A tribute (from Latin tribulum, contribution) is wealth one party gives to another as a sign of respect or, as was often case in historical contexts, of submission or allegiance. It also incorporated certain aspects of regulated trade in goods and services between the parties under a contractual relationship formed upon duress, and based upon the potential for threats if specific performance did not occur. A tributary or tributary state is a state, colony, region, or people who pay tribute to a more powerful, suzerain state.
Various ancient states, which could be called suzerains, exacted tribute from areas they had conquered or threatened to conquer. In case of alliances, lesser parties gave tribute to the dominant parties as a sign of allegiance and for the purposes of financing the agreed projects - usually raising an army. The term may also be used on religious tax used for maintenance of temples and other sacred places.
Athens received tribute from the other cities of the Delian League. Empires of Assyria, Babylon, Carthage and Rome exacted tribute from their provinces and subject kingdoms. Ancient China received tribute from various states such as Japan, Korea, and Vietnam. Roman republic also exacted tribute in the form of equivalent to proportional property taxes for the purpose of waging war.
China often got tribute from the states under the influence of Confucian civilization and gave them Chinese products and recognition of their authority and sovereignty in return. Sometimes Chinese support were significant in local politics. There were numerous tribute states to the Chinese established empires through out the ancient history, including neighboring countries such as Korea, Japan, Vietnam.
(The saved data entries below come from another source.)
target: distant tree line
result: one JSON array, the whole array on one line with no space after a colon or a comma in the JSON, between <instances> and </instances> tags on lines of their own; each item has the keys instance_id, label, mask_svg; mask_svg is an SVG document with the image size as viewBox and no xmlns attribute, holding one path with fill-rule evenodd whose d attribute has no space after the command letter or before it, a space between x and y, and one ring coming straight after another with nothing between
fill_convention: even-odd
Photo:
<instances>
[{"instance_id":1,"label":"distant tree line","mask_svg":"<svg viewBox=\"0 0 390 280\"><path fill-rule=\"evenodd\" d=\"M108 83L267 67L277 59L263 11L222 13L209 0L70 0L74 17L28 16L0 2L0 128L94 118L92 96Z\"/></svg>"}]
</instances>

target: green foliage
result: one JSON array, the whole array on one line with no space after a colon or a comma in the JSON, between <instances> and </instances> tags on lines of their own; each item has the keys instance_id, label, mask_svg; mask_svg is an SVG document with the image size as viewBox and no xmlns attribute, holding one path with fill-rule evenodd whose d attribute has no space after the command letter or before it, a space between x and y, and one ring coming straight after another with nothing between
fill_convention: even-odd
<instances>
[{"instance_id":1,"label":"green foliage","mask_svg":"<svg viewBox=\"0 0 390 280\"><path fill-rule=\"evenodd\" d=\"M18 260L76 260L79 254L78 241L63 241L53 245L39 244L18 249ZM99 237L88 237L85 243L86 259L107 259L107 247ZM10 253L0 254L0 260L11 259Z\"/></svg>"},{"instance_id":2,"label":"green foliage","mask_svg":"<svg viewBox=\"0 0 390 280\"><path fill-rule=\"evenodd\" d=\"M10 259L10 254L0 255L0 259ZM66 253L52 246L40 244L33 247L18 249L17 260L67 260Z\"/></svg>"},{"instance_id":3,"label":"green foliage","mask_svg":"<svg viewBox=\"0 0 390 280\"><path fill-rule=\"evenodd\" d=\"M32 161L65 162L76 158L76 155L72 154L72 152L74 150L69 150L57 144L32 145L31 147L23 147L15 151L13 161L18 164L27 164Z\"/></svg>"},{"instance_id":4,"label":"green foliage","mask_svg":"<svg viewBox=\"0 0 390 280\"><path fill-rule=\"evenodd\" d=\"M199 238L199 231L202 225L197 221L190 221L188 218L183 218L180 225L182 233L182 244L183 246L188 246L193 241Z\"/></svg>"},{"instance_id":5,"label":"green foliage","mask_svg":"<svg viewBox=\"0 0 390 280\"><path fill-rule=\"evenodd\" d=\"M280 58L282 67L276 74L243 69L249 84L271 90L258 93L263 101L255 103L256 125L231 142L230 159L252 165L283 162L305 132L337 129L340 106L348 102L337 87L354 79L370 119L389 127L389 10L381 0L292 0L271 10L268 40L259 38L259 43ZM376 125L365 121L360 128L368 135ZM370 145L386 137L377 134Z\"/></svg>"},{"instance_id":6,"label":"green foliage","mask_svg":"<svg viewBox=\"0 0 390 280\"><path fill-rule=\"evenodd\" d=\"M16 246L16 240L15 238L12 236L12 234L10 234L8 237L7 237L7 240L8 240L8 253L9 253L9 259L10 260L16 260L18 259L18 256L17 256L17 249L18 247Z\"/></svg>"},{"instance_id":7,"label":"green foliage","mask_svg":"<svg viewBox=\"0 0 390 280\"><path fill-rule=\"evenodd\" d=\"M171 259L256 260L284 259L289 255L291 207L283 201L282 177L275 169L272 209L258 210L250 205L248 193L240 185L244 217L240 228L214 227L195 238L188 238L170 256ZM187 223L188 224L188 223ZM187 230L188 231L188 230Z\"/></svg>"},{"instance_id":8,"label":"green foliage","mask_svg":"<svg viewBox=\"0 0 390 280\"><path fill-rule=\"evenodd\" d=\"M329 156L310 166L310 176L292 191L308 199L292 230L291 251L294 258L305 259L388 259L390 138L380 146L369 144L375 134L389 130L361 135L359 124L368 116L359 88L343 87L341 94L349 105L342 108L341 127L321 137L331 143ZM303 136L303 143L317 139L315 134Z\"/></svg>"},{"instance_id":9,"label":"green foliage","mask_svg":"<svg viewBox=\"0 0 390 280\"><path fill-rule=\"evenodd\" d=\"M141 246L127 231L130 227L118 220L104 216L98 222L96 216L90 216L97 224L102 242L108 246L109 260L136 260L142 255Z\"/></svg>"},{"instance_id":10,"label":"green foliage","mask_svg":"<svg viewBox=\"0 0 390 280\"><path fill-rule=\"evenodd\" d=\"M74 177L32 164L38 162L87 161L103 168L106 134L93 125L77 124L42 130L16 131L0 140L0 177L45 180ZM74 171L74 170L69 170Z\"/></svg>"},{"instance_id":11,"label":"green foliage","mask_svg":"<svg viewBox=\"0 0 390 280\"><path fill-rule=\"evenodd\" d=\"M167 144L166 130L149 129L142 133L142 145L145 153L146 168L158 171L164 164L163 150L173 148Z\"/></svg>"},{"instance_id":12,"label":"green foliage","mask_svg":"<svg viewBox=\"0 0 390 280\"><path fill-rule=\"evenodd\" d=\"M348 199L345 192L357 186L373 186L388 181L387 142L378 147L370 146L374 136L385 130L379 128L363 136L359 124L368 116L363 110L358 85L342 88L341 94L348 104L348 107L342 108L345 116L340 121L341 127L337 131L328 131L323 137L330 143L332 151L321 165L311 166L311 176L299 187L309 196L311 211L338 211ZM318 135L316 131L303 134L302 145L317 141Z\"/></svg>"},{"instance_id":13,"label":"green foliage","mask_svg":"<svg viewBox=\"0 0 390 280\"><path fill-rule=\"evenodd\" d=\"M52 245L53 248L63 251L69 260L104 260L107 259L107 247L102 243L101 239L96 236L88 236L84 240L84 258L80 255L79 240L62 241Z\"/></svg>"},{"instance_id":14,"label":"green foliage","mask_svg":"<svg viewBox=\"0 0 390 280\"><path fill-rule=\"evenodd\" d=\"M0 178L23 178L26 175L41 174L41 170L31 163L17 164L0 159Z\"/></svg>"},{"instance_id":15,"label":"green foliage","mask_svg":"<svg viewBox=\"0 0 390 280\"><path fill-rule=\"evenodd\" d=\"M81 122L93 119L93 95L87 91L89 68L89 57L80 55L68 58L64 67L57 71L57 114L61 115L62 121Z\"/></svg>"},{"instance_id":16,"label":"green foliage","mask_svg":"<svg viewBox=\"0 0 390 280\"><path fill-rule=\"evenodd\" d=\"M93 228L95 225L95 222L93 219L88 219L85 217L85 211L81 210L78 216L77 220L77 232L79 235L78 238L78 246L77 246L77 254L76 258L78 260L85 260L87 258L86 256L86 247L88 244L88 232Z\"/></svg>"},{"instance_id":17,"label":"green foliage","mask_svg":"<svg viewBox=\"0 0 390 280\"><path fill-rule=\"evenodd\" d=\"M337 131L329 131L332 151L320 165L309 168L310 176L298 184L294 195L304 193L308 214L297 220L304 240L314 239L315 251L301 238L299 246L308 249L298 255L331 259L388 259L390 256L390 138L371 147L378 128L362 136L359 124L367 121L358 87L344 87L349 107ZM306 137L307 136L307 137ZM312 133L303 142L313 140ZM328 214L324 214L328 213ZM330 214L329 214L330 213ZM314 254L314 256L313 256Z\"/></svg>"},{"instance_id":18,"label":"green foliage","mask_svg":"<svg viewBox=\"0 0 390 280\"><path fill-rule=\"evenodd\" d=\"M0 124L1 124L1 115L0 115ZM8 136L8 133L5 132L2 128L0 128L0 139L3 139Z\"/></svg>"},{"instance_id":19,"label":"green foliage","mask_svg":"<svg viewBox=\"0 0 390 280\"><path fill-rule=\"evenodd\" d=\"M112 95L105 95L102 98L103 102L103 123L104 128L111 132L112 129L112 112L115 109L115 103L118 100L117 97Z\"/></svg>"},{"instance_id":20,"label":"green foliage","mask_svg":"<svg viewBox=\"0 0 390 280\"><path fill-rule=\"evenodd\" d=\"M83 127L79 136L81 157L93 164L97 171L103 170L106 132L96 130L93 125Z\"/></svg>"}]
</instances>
This tributary system and relationship are well known as Jimi (羁縻) or Cefeng (册封), or Chaogong (朝貢). Japan had to pay tributes to China from ancient time, and China granted King of Japan. According to the Korean historical document Samguk Sagi (삼국사기, 三国史记), Korea sent a diplomatic representative to the Han Dynasty in 32 AD, and the Emperor Guangwu of Han granted the official rank of Korea. Korea became a tributary in the 4th century.
There is a clear differentiation between the term tribute and gift. The former, known as gong, has important connotations. The Chinese emperors made sure that the gifts they paid to other states were known as mere gifts, not tributes. Even at times when a Chinese dynasty had to bribe nomads from raiding their border such as in the Han Dynasty and the Song Dynasty, the emperors gave gifts to the Xiongnu and the Khitan. The only time when a dynasty paid formal tribute to another was during the southern Song dynasty, where tribute was given to the Jin Dynasty for peace.
In addition, the Zheng He expeditions also carried goods to build tribute relationships between the Ming Dynasty and newly discovered kingdoms. Tribute activities occupy several chapters in the Twenty-Four Histories.
Tribute was not always money but also valuables and that were effectively hostages kept in exchange for good behavior.
Various medieval lords required tribute from their vassals or peasants, nominally in exchange for protection to incur the costs of raising armies, or paying for free-lance mercenaries against a hostile neighbouring state. That system evolved into medieval taxation and co-existed as a secular approximation of the churchly tithe upon income.
During the Spanish Reconquista, there were period when the Christian kings were more militarily powerful than the Moors, but lacked the population to settle and defend the conquered territories. They were contented with receiving tribute, the parias. Combined with commerce across the Mediterranean, it was a means for African wares like gold to enter Europe.
In general use, the phrase "to pay tribute" often means "to praise or laud", whether or not an accompanying gift (the historical understanding of "tribute") is provided.